Ein Beruf stirbt aus: Kein Fisch mehr für die Fischer vom Bodensee

Ab 2024 gilt ein dreijähriges Fangverbot für den beliebten Blaufelchen. Dies könnte selbst die letzten Berufsfischer am Bodensee in den Ruin treiben. Ein Besuch am größten See Deutschlands.

Ein beschaulicher Hafen im südbadischen Uhldingen am Bodensee. Trittsicher steigt Elke Dilger die Stufen vom Steg hinab ins Fischerboot. Auf den ausgebleichten Holzdielen läuft sie zu einem schwarzen Kübel mit meterlangen Fischernetzen. Mit beiden Händen nimmt sie ein Netz heraus, zieht es auseinander und streckt es in die Höhe.

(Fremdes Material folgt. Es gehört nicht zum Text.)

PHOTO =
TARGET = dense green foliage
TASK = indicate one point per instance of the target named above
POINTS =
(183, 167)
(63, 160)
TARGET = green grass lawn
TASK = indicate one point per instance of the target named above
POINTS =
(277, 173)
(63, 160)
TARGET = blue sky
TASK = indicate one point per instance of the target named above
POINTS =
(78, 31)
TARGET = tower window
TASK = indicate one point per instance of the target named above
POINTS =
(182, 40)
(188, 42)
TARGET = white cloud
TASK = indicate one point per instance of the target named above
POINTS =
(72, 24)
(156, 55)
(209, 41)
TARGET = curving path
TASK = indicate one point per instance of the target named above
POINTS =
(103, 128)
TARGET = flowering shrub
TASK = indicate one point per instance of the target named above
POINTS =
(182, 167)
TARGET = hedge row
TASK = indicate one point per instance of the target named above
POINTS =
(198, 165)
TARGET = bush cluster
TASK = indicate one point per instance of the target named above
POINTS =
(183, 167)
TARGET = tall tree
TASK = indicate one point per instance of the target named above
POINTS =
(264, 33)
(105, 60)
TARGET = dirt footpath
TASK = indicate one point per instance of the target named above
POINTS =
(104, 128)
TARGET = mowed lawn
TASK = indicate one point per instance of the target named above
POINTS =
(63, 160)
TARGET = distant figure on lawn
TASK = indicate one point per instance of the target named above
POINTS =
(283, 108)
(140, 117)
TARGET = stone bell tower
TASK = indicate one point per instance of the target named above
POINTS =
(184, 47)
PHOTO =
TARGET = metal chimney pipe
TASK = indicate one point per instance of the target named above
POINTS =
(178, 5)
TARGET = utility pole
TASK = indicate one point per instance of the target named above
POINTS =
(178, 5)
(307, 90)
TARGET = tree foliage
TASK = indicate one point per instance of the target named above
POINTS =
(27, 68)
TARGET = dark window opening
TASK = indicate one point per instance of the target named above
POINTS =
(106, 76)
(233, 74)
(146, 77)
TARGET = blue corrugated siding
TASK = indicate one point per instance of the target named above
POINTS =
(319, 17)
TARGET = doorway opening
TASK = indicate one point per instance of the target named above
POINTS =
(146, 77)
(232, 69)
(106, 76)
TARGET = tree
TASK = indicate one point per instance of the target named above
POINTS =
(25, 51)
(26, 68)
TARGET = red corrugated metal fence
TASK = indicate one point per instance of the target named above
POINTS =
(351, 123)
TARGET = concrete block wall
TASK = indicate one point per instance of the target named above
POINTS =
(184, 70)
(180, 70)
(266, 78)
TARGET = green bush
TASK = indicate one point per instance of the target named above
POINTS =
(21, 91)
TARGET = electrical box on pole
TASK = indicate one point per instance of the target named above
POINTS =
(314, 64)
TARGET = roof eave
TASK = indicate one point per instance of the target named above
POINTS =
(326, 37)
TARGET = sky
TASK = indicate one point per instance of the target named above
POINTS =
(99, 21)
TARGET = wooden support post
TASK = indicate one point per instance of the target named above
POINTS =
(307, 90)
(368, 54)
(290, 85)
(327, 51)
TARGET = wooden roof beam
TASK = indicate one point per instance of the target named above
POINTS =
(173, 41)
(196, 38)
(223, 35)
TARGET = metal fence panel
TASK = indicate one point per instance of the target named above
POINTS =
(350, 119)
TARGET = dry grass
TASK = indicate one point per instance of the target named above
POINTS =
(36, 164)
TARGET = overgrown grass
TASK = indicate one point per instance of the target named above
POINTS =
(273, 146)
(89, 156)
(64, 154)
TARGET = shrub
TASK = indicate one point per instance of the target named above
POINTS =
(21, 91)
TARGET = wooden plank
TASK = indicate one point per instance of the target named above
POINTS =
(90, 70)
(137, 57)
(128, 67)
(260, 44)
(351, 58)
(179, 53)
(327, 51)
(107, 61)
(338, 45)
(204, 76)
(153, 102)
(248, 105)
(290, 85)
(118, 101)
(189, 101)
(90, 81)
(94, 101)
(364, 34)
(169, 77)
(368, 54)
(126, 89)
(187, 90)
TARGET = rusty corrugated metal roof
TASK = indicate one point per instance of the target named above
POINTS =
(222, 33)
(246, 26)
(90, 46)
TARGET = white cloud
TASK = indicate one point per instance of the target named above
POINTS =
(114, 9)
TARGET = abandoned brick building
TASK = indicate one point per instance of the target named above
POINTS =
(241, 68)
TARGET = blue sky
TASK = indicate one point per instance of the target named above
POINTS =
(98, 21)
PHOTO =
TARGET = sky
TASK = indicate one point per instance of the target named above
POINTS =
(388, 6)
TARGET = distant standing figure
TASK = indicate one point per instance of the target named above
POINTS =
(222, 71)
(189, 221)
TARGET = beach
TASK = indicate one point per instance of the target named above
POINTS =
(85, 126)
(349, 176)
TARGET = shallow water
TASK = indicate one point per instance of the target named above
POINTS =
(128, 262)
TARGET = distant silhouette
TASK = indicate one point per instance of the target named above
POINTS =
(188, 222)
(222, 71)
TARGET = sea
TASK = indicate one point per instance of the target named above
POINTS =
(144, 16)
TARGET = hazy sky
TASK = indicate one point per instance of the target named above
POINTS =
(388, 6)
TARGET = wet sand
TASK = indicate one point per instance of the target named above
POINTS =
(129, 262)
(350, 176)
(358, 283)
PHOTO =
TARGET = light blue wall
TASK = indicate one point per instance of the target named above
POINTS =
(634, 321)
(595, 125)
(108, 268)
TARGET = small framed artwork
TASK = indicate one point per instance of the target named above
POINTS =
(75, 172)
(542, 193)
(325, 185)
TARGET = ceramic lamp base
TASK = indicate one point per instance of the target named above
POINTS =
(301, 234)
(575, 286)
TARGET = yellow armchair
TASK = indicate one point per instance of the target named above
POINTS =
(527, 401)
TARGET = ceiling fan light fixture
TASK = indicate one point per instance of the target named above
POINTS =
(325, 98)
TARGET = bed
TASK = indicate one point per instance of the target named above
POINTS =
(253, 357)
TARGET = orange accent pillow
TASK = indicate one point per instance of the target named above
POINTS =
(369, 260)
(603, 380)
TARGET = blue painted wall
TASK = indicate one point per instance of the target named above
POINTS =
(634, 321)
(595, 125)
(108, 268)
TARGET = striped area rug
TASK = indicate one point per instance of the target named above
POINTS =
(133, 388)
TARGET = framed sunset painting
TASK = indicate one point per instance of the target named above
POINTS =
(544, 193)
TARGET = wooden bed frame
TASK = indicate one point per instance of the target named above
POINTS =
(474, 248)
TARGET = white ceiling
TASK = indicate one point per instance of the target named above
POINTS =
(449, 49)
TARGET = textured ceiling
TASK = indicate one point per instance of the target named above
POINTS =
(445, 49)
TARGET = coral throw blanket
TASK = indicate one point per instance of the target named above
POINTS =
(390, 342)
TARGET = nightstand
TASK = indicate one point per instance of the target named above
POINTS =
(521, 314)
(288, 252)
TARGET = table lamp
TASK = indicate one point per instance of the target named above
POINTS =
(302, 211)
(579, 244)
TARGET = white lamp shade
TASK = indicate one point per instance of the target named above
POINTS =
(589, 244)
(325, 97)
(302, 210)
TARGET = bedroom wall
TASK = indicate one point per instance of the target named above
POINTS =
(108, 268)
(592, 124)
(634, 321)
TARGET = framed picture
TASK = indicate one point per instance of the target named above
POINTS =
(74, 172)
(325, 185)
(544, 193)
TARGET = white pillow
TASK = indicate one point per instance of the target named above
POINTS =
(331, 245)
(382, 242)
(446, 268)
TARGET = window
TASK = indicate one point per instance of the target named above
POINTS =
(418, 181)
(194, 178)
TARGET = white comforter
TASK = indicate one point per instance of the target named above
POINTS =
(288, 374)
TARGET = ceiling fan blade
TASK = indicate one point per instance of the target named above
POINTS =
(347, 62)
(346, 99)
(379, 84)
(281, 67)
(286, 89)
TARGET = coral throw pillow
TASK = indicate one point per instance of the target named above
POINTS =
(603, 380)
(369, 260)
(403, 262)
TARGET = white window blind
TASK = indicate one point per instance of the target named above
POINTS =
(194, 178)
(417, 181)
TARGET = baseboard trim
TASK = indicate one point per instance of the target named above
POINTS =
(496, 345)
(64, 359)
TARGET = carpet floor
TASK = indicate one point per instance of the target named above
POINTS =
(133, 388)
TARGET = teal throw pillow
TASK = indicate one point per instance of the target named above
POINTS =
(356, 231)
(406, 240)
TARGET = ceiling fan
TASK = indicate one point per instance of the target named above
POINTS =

Nördlich, im Rücken der Fischwirtschaftsmeisterin, ragen die berühmten Pfahlbauten von Unteruhldingen aus dem Wasser, das dieser Tage karibisch grün anmutet. Südlich, auf der anderen Seite des Sees, sind die Umrisse der Schweizer Alpen zu sehen.

„Fischerin kann nur sein, wer die Arbeit wirklich liebt. Es ist mehr als ein Beruf. Es ist die Nähe zur Natur, die Morgenstimmung, der Wellengang, das Gefühl, wenn die Sonne aufsteigt und auf dem Wasser glitzert“, sagt Dilger im badischen Singsang.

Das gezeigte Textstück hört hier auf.